In the last week Sudan had officially split into two countries, North and South Sudan, with South Sudan gaining independacnce and becoming the newest UN country and launching its own currency. Quite an eventful week. We had also heard reports of Khartoum, the capitol of North Sudan and our next desitnation, had been bombing South Sudan, so we were all hoping for a smooth and easy few days with no fighting or retribution from South Sudan.

With our pockets full of Sudanese pounds and having been finally stamped into the country, our next stop was the Alien Registration office, we had to register twice, once here at the border and once in Khartoum. We were also not allowed to take any photos until we had obtained a tourist photography permit, which we should also be able to get from Khartoum.

Whenever we asked an Ethiopian what we could expect in Sudan, all they would say was that it was very hot and very expensive. So naturally I got very excited when we found chargrilled 1/4 chicken, yummy flat bread, chillie, salsa salad and lemon for only 8 pound each, about US$3! Maybe Sudan will not be that bad afterall!

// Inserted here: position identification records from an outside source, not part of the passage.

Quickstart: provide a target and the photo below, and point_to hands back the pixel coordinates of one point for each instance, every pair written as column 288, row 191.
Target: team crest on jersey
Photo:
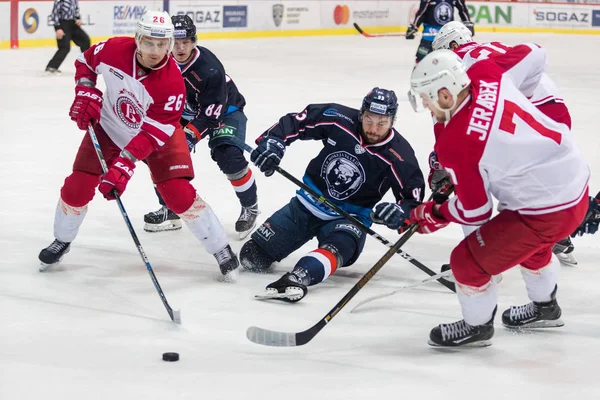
column 128, row 111
column 358, row 149
column 265, row 231
column 343, row 174
column 442, row 13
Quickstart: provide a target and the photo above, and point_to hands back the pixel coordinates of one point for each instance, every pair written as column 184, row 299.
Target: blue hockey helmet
column 380, row 101
column 184, row 27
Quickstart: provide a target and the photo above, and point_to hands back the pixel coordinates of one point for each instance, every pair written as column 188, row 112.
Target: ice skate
column 460, row 333
column 534, row 315
column 53, row 254
column 162, row 220
column 52, row 71
column 246, row 221
column 564, row 252
column 287, row 288
column 228, row 263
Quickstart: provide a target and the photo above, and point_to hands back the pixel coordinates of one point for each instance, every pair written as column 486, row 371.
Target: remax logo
column 31, row 20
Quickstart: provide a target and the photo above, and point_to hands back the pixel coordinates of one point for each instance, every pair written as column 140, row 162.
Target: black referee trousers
column 72, row 33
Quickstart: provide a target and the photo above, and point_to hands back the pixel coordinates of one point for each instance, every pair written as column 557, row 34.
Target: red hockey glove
column 116, row 178
column 424, row 216
column 86, row 106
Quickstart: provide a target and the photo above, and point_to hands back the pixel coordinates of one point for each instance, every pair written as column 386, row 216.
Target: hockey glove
column 411, row 32
column 470, row 26
column 391, row 215
column 268, row 154
column 592, row 219
column 116, row 178
column 191, row 139
column 438, row 179
column 426, row 217
column 86, row 106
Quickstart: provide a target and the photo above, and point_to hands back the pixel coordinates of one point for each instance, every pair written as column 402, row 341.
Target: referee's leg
column 64, row 45
column 81, row 38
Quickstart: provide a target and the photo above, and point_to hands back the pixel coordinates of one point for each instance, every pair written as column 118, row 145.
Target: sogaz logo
column 31, row 20
column 566, row 17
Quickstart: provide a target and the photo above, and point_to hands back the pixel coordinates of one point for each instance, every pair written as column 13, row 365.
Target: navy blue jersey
column 434, row 14
column 210, row 92
column 351, row 173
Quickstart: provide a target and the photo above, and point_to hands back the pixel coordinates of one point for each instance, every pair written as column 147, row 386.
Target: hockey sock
column 245, row 187
column 541, row 282
column 318, row 265
column 205, row 225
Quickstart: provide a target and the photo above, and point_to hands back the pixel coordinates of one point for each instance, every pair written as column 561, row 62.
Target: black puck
column 170, row 356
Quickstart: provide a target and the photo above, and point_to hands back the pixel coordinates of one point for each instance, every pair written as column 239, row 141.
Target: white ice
column 94, row 327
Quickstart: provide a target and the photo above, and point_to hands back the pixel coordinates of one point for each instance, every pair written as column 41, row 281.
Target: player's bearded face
column 183, row 49
column 375, row 127
column 153, row 50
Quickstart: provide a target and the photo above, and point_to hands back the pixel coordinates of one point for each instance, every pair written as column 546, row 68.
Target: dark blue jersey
column 434, row 14
column 351, row 173
column 210, row 92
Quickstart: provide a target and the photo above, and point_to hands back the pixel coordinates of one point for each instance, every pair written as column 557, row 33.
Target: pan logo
column 341, row 14
column 31, row 20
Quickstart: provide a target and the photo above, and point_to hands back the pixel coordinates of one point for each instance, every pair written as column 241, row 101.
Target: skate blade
column 555, row 323
column 291, row 294
column 231, row 276
column 165, row 226
column 567, row 260
column 43, row 266
column 479, row 343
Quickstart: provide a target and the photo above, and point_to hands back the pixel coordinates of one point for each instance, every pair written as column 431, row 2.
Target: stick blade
column 267, row 337
column 176, row 317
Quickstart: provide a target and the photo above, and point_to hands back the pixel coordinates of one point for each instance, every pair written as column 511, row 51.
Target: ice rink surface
column 94, row 327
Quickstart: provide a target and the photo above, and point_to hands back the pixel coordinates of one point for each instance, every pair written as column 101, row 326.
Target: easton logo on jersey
column 128, row 111
column 343, row 174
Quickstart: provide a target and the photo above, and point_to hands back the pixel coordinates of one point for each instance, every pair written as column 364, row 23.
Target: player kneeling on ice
column 495, row 142
column 362, row 158
column 213, row 107
column 137, row 118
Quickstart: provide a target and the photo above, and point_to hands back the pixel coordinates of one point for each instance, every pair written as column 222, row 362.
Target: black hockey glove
column 191, row 138
column 268, row 154
column 439, row 180
column 592, row 219
column 471, row 26
column 391, row 215
column 411, row 31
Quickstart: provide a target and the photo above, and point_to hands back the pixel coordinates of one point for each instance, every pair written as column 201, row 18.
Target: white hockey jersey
column 472, row 52
column 134, row 99
column 499, row 144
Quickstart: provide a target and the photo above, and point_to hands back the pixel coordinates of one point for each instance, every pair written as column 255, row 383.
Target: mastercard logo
column 341, row 14
column 30, row 20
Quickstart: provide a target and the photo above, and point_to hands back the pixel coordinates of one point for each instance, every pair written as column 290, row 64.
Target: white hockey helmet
column 453, row 31
column 156, row 24
column 440, row 69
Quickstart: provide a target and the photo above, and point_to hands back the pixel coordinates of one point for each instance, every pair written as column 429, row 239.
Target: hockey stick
column 174, row 314
column 444, row 274
column 290, row 339
column 372, row 35
column 360, row 225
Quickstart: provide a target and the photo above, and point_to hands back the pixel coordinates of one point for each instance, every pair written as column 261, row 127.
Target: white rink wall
column 26, row 23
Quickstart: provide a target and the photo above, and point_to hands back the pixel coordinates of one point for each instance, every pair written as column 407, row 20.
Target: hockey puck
column 170, row 357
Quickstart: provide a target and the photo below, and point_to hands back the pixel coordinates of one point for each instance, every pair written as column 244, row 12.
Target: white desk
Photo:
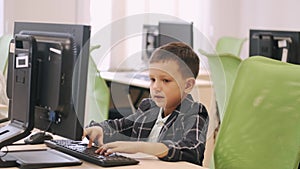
column 138, row 79
column 146, row 161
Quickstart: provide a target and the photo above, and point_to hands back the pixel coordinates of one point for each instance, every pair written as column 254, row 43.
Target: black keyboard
column 79, row 150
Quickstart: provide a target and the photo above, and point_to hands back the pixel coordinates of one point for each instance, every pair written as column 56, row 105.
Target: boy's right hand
column 94, row 133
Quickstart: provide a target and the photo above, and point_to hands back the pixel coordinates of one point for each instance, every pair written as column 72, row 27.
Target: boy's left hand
column 119, row 146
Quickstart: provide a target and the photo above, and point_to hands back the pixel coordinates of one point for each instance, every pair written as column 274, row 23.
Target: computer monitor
column 62, row 59
column 279, row 45
column 174, row 32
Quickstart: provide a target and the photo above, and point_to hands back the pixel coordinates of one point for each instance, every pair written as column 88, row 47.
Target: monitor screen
column 62, row 61
column 279, row 45
column 174, row 32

Another positive difference was that softdrink came in plastic bottles again, which we havent seen since South Africa. Everywhere else we have been had softdrink in glass bottles which you either had to return or pay for, meaning that take away drinks were rare as we didnt want to buy the bottle. There is also a huge selection of softdrink flavours that I have never seen before, like tangerine mirinda, apple fanta, strawberry fanta etc. I guess thats what happens when softdrink and water are the only liquid trades in an entire country.

Another major difference we noticed as we drove away from the border was that people just dissapeared, in contrast to Ethiopia where there were always people around no matter where we were, in Sudan we passed a few men pointing mounted machine guns at us and waving happily, and a few herders with thier camels, but that was it.

In the early afternoon Farron found a bushcamp for us that looked like the set for the horros movie "the hills have eyes", and these hills really did have eyes we discovered as small shepherd boys and thier goats slowly began to appear from behind the boulders and they just sat there and looked at us. It was a nice place to camp tough, very scenic. There were however more camel spiders, so it was not a late night for anyone as we all opted to watch movies in the safety and comfort of our tents.